The Nikon's autofocus isn't as fast as that of the Canon lens, but it's much quicker than the Nikon 50mm f/1.4G. There are only seven diaphragm blades, compared with eight in the Canon 85mm and nine in the Nikon 50mm, but the aperture is still well rounded and bokeh is nice and dreamy.
Both this lens and the Canon 85mm feature full internal focusing, so the front element remains completely fixed throughout the focus range. The diameter of the front element is about the same in both lenses, but the Nikon's is slightly further recessed and the filter thread is larger at 67mm as opposed to 58mm.

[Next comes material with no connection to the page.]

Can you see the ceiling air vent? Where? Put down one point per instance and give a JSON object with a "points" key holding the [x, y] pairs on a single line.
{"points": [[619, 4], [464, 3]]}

The Nikon also comes with a lens hood, rather than it being an optional extra. The mounting plate features a weather-seal ring, which is absent on both Canon lenses in the group. Handling is very refined, with smooth manual focus and full-time focus override delivered by a comfortably large focus ring.
Sharpness and contrast are impressive, even at the widest aperture of f/1.8, and both of these image attributes are excellent at apertures of between f/2.8 and f/16. Distortion is practically non-existent and there's almost no colour fringing whatsoever. Overall, it's an excellent performer that's well worth the price.
There's plenty of sharpness and contrast even when shooting wide-open at f/1.8, and consistency is good through the aperture range.
Colour fringing is absolutely minimal at any aperture, from f/1.8 to f/16. It's the most impressive lens in the group in this respect.
There's just the faintest touch of pincushion distortion, but it's negligible and goes unnoticed in the vast majority of images.
Image test verdict
All-round excellence in image quality makes this a worthy new addition to the Nikon lineup and it's great value at the price too.